A Business Plan Can Be Your Guide to Growth
Whether you’re a current business owner or a budding entrepreneur burning with the next great idea, one of the most important steps you can take on your journey to success is creating a business plan. A well-written business plan captures your vision, illustrates it for others (including potential lenders and investors), and ultimately becomes a roadmap for business growth.
Although there are no limits to its length, a business plan should respect the time of reviewers while providing the information they need to make important decisions. Here are some of the key components.
Executive summary. Create a brief introduction to the business plan that expresses why your venture is worthy of the readers’ attention and possibly their money. It should be no longer than one page, yet answer all the readers’ primary questions. For this reason, it is often easier to write this section last.
Business description. Provide details about your business and the wider industry, including the product sold or service provided, your location, the qualifications of your key advisers and managers, and the reasons your business has a competitive edge. Include relevant data and illustrations, if applicable. You’ll also need to specify a formal business structure and explain why it was selected.

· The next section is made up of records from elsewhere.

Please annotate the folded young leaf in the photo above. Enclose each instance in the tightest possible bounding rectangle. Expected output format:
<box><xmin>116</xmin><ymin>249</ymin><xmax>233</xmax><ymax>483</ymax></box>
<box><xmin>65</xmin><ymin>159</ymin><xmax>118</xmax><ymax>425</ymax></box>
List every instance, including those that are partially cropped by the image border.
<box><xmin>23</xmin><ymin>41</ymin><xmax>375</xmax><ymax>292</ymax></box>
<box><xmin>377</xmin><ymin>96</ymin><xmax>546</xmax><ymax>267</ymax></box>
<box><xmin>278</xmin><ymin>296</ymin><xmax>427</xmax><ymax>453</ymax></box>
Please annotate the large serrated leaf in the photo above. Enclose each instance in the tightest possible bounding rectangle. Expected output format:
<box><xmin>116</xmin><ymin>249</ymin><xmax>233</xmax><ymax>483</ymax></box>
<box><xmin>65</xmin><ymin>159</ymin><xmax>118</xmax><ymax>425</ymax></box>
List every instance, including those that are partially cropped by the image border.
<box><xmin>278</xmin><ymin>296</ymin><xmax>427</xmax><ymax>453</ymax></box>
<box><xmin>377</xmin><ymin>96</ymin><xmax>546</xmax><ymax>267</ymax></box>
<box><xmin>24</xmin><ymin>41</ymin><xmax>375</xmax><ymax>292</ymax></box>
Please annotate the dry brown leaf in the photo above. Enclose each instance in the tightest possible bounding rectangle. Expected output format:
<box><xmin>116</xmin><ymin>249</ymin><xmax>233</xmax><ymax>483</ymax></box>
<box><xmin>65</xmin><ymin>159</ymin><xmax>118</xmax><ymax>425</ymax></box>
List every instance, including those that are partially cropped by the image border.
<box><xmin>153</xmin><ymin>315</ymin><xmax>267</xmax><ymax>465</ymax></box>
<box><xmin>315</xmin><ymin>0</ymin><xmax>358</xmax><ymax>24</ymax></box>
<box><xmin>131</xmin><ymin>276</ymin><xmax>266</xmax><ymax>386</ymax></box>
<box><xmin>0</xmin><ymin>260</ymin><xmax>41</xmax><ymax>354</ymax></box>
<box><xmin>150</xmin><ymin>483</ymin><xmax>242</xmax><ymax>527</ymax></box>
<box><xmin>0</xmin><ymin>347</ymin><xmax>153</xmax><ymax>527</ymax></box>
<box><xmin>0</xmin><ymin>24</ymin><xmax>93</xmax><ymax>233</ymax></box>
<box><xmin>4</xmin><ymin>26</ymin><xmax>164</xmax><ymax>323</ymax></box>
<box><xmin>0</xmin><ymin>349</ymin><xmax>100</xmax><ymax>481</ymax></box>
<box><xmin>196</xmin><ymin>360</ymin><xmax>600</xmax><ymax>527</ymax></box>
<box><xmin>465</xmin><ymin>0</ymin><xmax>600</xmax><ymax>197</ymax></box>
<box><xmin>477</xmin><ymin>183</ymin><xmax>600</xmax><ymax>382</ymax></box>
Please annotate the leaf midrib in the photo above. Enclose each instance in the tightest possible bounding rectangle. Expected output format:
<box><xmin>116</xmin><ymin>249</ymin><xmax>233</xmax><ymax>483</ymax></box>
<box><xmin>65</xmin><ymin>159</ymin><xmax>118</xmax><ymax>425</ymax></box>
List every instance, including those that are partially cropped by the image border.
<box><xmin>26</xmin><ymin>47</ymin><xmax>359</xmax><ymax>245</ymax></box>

Market analysis. Summarize the market research you have conducted to prove that your business is viable. Who are your current and potential customers, and why? How big is your target market, and who are the major competitors?
Marketing strategy. Consider how you will market your business to attract customers. What is your business’s value proposition (i.e., the unique value your company offers the marketplace), and how will you communicate it to your stakeholders? Describe any marketing tactics, such as advertising and public relations, as well as sales models and sales compensation structures.
Financial information. Outline exactly how much money you need and for what purpose. The goal is to demonstrate that you and your leadership team can and will manage money effectively.
You should include all current and projected (or “pro forma”) financial statements, including a cash-flow statement, balance sheet, income (or profit and loss) statement, and break-even analysis. This information will likely be scrutinized, so make sure it is accurate and supported with documentation.